Qu'une chose soit bien claire : les mots "Cinq" et "repos" ne font même pas partie du même dictionnaire. Les seuls temps morts que je lui ai jamais vus sont ceux qui lui permettent de descendre l'équivalent d'une pinte de café pour mieux repartir. Nerveux, affuté, toujours en mouvement. Alors je ne vois qu'une option pour qu'il ait dû tenir le lit : qu'il soit physiquement diminué, et ô Ciel, comme il doit enrager.
Il ne dort pas, même si la lumière de sa chambre est éteinte à l'exception des abat-jours à la lumière ambrée, ceux qu'il m'avait fait rallumer. Tandis que j'approche après m'être téléportée au palier, je le vois tourner entre ses doigts l'oeil de verre, puis le reposer. Comme je le disais : il ne sait pas s'arrêter.
"Je sais ce que tu vas dire", me dit-il en m'ayant entendue arriver.

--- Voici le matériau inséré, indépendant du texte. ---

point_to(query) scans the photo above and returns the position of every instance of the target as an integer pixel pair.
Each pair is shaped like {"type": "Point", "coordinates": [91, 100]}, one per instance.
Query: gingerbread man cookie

A ses mouvements douloureux, je devine que le problème se situe quelque part à droite, sous ses côtes. Et effectivement, il y a là un pansement parfaitement appliqué par les doigts de Grace, déjà à nouveau quelque peu teinté.
"Que je n'te visualisais pas du tout en pyjama ?"
Il a l'air subitement tellement humain, tellement involontairement humble. Mais il laisse filer un souffle exaspéré.
"C'est Grace qui m'a mis ça. J'ai trop dormi, je déteste ça".
C'est bien ce qu'il me semblait. Cinq dort toujours en uniforme ces jours-ci, au cas où il faudrait agir vite et être prêt. Je m'appuie sur le montant de la porte, les bras croisés. Assis sur son lit, je vois le moteur qui semble toujours le pousser vers l'avant se heurter à la douloureuse réalité. Il peste, et ça me tire un sourire en coin.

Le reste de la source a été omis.